AWS has simplified coding conversational applications for its Bedrock AI coding service with the introduction of the Converse API, providing a single API that works with all models which send and receive messages, while still making it possible to pass inference parameters that are unique to a particular model.
Bedrock is an AWS service that supports a variety of foundation models, including Anthropic Claude, AI21 Labs’ Jurassic-2, Stability AI’s Stable Diffusion, Cohere’s Command and Embed, Meta’s Llama 2, Mistral AI and Amazon Titan. The service features model customization using private data, and managed agents that run multi-step tasks.
One of the key ideas in Bedrock is that developers can experiment with different models to see which works best or is most cost-effective. A snag though is that each model has its own inference parameters. Claude, for example, has parameters including the version, the maximum tokens to use, the temperature (amount of randomness), the input messages, the probability cut-off, and optional tools, which are external functions that can be invoked by the model.
The Converse API now provides a consistent API that works across multiple Bedrock models. Instead of the old InvokeModel or InvokeModelWithResponseStream, developers can now use Converse or ConverseStream. There is a base set of inference parameters common to all supported models, and additional parameters can be passed in an additionalModelRequestsFields field if needed.
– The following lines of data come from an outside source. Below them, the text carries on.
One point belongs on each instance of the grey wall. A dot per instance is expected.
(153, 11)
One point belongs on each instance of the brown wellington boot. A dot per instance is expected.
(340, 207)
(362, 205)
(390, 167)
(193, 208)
There are limitations when using the Converse API. User chat is supported by most Bedrock models, but image chat only works with Claude 3. The full table of supported features with different models shows that Claude 3 is the best supported model, not a surprise given that AWS has invested $4 billion in Anthropic.
Tool use is supported when using the Converse API with Claude 3, Mistral Large, and Cohere’s Command R and R+.
Last month AWS also previewed Bedrock Studio, which provides a visual user interface for experimenting with foundation models and large language models. Bedrock Studio automatically deploys the AWS resources it needs, removing complexity though care is needed to avoid unexpected costs. Bedrock Studio also enables collaboration via shared projects.